Mask with zeroing would solve that. The EVEX prefix supports both merge and zero...

brigade · on June 20, 2023

All that solves is changing the merging instruction from a masked merge to a maskless OR.

colejohnson66 · on June 20, 2023

Zero merging breaks the dependency chain on the destination; all masked out lanes are set to zero. What do you mean a "maskless OR"?

brigade · on June 20, 2023

Zero masking doesn't merge. If you're discarding lanes with a separate merge op, it doesn't matter what the discarded value was.

inopinatus · on June 20, 2023

I think the point GP has, is that zero-mask ops prevent/break false dependencies on the destination register, and moreover, that this becomes a useful tool the more conditionally-executed-by-masking vectorized code you have in an algorithm body, and may also (caveat reader: I am now speculating) be a reason why AVX-512 came with so many damn registers, because they're super useful for intermediate/partial results.

Unfortunately the SysV ABI interferes with compilers allocating upper SIMD registers, since they're all call-clobbered. This motivates bigger functions: almost all my intentionally vectorized/vectorizable code is declared inline and very occasionally I've resorted, reluctantly, to inline asm. Whether the ABI design is actually a mistake, and then how/whether it might be remediated, remains a matter of opinion.

Digression:

The consequence of all this is there's often More Than One Way To Do It, which no matter how much mechanical sympathy you might hope to innately possess still means punching lots of variants on your code into uica/iaca et al to paint anything like a decent picture about bottlenecks, as well as doing your damnedest to ensure that any benchmarking of loops/computation you care to perform during development actually corresponds to real execution. The holy grail, viz. writing C or other HLL that auto-vectorizes well on more than one compiler and more than one architecture (because you wanted to support NEON, too, right?), becomes a near-bottomless programmer time sink.
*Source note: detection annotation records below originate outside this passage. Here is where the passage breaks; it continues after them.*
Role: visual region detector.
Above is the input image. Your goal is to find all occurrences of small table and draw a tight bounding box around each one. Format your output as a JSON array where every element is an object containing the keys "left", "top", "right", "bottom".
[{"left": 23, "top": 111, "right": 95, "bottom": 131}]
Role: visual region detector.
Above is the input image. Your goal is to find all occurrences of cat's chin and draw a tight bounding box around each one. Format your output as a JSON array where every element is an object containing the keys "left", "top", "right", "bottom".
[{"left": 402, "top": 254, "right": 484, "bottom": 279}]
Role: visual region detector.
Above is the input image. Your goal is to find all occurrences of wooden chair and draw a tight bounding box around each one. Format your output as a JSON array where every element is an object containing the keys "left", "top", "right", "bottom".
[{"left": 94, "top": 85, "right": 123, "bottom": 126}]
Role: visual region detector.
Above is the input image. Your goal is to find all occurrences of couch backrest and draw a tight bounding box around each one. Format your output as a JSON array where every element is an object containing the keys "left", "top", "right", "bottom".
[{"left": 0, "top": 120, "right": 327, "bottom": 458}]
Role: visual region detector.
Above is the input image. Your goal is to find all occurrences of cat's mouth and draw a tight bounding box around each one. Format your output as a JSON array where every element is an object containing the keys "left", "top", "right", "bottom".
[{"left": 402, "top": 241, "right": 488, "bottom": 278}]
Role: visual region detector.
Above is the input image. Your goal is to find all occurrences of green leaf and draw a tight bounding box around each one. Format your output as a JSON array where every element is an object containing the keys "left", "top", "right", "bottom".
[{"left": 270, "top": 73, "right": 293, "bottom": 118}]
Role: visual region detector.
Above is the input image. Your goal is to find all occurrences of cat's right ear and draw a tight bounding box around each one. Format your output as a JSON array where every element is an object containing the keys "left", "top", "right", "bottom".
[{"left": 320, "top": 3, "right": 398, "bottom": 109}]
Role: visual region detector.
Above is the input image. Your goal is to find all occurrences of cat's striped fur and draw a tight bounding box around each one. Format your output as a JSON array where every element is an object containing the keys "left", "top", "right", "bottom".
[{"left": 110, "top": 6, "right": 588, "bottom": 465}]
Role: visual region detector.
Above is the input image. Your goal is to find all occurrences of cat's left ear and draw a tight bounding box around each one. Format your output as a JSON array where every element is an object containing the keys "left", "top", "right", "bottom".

There are real benefits to be had, but given the additional time-investment required to obtain those benefits, it's little wonder that AVX-512 is shortchanged on intentional adoption, and that's even before Intel started crippling Alder Lake. In the long run, only greater strides in compiler auto-vectorization capabilities will fix this for everyday code.

brigade · on June 21, 2023

If it's a false dependency, then it doesn't matter what's in the inactive lanes and a simple unpredicated instruction will break the dependency just as well as a zero masking one. Which is exactly what you said the compiler already did.

AVX-512 has 32 registers because the Pentium core Larrabee was developed against was in-order. In a real sense, the P5 core dictated much of AVX-512's design.

There isn't a useful way to define a general ABI with callee saved vector registers without saying something like "only bits [127:0] are saved"